Sometimes Bill was so easy to get along with.

We reached the end of a corridor and, here, there were three sterilized rooms.

I definitely recognized them.

My head was cold.

My body was frozen.

There were voices behind me.

I blacked out.

FIFTEEN

I blinked awake to a dull light overhead. The air was warmer now, but just slightly. There was a heaviness pressing down on me. I sat up to find myself on a hospital bed, a blanket tucked around my arms and legs. My rifle was tipped up against the wall to the side of the door.

I was just about to climb out of the bed when Avian walked in.

His face said everything.

“Avian,” I jumped in before he could even start. “It’s fine. That shouldn’t have happened. I’m rather embarrassed that it did.”

Avian shook his head, his eyes rising to the ceiling. He didn’t come any closer which didn’t make me feel better. Avian kept his distance when he felt he had something to be ashamed of. “That was stupid of me. And insensitive. I feel like the world’s biggest jerk.”

“Stop it,” I chided, starting to feel a bit annoyed.

“Eve, this was exactly like before, when you had your blackouts,” he said, pain in his voice. “You’ve gotten a pretty good hold on your emotions, but no one can expect you to overcome every fear. That’s not an emotion easily blocked out.”

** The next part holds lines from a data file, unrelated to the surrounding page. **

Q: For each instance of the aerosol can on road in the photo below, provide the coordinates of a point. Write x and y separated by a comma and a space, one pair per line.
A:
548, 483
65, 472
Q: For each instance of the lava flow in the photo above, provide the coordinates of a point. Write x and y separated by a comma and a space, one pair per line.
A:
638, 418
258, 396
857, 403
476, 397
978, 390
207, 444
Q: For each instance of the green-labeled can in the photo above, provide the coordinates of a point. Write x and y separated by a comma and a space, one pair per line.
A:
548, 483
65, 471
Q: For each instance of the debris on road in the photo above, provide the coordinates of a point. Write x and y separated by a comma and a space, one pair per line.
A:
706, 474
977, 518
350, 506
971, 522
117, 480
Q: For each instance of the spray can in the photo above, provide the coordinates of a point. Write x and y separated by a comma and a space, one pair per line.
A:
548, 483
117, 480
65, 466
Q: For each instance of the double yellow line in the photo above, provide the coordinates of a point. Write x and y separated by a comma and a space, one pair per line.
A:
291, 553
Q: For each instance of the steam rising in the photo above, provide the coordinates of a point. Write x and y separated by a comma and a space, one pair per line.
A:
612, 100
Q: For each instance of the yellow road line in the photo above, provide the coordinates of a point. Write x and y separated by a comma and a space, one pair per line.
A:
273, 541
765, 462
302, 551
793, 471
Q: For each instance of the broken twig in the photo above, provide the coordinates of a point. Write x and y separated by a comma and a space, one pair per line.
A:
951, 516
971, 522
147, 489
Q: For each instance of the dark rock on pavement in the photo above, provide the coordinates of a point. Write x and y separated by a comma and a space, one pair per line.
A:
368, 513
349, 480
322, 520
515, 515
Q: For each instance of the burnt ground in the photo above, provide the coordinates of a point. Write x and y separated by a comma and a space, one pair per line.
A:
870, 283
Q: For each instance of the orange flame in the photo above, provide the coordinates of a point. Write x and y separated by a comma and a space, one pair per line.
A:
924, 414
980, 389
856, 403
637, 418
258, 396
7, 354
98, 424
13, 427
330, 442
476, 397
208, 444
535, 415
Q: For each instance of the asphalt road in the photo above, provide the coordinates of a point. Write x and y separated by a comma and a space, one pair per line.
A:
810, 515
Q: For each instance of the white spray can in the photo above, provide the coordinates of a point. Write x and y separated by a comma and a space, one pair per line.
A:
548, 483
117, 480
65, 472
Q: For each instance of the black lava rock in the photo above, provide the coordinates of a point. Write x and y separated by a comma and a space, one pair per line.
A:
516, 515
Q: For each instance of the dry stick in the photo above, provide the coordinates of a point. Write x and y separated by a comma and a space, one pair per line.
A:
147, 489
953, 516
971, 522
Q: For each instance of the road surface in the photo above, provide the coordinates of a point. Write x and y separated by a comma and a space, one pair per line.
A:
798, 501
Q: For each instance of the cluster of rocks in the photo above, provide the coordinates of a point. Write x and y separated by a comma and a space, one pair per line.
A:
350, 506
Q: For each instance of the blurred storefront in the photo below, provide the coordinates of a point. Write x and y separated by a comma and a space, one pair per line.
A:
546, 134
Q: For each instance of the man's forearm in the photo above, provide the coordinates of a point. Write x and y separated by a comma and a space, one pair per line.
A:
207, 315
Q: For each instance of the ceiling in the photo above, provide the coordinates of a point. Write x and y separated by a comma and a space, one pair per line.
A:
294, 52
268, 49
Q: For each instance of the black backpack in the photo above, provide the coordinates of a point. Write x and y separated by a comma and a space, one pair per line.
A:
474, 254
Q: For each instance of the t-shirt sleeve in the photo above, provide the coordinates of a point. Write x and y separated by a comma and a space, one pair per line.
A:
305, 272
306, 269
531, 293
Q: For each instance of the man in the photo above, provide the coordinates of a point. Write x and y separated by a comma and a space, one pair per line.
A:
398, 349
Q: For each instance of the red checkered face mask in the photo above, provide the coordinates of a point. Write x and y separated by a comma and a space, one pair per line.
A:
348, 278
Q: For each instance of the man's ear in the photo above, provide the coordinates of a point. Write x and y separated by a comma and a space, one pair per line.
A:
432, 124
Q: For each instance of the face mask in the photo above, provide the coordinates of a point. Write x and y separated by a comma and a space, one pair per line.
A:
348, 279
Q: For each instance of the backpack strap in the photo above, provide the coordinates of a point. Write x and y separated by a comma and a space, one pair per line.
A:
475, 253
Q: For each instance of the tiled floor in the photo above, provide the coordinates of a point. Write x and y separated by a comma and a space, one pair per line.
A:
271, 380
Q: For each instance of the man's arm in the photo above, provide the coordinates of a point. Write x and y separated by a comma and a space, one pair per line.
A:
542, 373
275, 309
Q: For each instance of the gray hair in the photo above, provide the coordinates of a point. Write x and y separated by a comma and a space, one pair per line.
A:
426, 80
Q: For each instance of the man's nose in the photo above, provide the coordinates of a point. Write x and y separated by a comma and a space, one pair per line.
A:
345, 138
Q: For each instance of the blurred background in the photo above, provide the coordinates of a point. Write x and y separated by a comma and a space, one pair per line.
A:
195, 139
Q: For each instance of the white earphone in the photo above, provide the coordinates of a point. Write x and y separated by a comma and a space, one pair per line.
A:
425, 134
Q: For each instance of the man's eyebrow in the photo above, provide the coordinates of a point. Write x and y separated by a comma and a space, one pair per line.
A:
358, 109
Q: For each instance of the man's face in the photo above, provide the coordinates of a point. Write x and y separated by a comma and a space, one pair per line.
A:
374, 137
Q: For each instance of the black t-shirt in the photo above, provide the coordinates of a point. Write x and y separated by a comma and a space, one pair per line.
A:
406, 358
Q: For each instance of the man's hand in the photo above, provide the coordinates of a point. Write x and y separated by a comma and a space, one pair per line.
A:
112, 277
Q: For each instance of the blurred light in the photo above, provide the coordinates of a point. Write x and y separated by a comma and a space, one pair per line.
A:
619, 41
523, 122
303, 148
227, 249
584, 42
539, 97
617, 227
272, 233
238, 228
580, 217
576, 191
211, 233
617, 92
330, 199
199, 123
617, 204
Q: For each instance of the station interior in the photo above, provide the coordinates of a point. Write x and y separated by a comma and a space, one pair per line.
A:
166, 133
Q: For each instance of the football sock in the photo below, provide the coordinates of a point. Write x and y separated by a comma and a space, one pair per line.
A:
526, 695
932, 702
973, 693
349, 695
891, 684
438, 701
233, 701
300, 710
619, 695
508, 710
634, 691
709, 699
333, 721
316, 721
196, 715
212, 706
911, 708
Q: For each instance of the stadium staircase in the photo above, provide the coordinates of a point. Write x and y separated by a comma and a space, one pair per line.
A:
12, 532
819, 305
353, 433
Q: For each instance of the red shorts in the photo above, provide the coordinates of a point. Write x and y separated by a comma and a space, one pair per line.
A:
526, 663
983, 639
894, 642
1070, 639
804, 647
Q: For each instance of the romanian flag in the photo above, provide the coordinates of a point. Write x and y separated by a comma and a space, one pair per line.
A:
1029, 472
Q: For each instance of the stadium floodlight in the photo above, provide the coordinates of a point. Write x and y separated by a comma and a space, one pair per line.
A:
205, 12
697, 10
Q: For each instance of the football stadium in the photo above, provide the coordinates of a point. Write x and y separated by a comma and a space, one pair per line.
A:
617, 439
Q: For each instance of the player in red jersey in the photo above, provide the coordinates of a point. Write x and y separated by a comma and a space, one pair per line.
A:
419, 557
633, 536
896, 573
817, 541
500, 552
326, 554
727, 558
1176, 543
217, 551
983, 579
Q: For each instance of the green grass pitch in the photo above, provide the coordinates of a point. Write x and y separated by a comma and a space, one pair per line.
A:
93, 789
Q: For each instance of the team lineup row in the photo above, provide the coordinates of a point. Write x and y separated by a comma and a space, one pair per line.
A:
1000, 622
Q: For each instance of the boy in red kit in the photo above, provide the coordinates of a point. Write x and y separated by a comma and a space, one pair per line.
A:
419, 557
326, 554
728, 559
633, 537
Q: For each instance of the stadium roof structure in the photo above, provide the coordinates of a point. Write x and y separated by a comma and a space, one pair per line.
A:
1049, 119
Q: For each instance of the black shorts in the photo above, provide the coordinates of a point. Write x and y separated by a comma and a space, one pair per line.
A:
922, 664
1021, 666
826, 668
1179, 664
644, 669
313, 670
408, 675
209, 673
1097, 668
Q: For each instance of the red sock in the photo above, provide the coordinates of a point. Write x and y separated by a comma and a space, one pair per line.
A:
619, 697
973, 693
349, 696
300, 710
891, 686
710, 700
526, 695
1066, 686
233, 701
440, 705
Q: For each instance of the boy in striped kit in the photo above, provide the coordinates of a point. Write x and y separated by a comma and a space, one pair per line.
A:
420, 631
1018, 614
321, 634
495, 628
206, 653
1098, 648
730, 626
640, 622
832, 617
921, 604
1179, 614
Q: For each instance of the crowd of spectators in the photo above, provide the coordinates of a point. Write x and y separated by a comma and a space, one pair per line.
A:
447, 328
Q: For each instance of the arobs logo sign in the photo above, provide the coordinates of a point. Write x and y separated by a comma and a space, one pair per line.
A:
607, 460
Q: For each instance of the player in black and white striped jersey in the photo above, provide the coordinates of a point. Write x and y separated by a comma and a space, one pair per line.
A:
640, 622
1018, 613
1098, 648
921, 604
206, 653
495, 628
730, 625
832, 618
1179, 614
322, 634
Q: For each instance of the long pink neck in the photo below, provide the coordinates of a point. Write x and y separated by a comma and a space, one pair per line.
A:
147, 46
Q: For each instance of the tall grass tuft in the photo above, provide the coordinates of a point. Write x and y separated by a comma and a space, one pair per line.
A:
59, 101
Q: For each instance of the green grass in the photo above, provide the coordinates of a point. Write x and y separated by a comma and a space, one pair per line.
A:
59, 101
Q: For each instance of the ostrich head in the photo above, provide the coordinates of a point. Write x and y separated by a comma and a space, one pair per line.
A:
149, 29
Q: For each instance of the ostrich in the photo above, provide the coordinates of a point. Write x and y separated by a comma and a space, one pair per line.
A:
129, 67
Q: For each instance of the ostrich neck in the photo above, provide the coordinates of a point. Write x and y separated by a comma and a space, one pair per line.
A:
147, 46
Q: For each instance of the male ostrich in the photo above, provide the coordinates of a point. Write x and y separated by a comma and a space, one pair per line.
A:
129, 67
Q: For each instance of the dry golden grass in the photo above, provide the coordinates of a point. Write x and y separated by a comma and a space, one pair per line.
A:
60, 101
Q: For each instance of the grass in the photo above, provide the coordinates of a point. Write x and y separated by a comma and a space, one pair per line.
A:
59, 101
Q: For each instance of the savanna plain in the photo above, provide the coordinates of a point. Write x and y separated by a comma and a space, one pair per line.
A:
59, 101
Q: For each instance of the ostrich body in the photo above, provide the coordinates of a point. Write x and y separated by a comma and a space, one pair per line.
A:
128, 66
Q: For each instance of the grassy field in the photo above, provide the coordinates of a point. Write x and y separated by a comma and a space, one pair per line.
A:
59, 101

I had to consider that for a moment. Fear wasn’t something I gave much thought to. If anything, it was the emotion I was least familiar with. Maybe it was logical that it was the one emotion that could still send me into a full blackout.

“I’m fine,” I said again, crossing the room to him. I pressed a kiss to his cheek, but he just looked at me with doubt in his eyes. “Seriously. What do you need me to help with now? Though it does seem best if I avoid the surgical rooms.”

“We’re set for now,” he said. We started down the hall, but didn’t go far before we stopped outside a door. I saw Morgan inside. She was now hooked up to a machine that beeped and showed green lines that told us she was still alive. There was a thick band around her belly and another monitor that gave small, quick beats as well.

The baby’s monitor.

“How long was I out?” I asked as I watched the green line jump and fall.

“About forty minutes,” he said, leaning in the doorframe, his arms crossed over his chest.

“I have to ask that question way too often,” I said, shaking my head. It was ridiculous.

Avian just gave a small smile. “I’m supposed to send you to the lab when you’re ready.”

“Did he find it?” I asked, my heart suddenly jumping into my throat.

“Yeah,” he said with a nod and a suppressed smile.

Instantly, my heart was sprinting in my chest and my ears suddenly started ringing.

He’d found it. For real. He’d found the code to unblock my own kill code. We really did have a chance at winning this thing.

“I hardly believe it,” I said, shaking my head as my brows furrowed. “The world just seems too far gone.”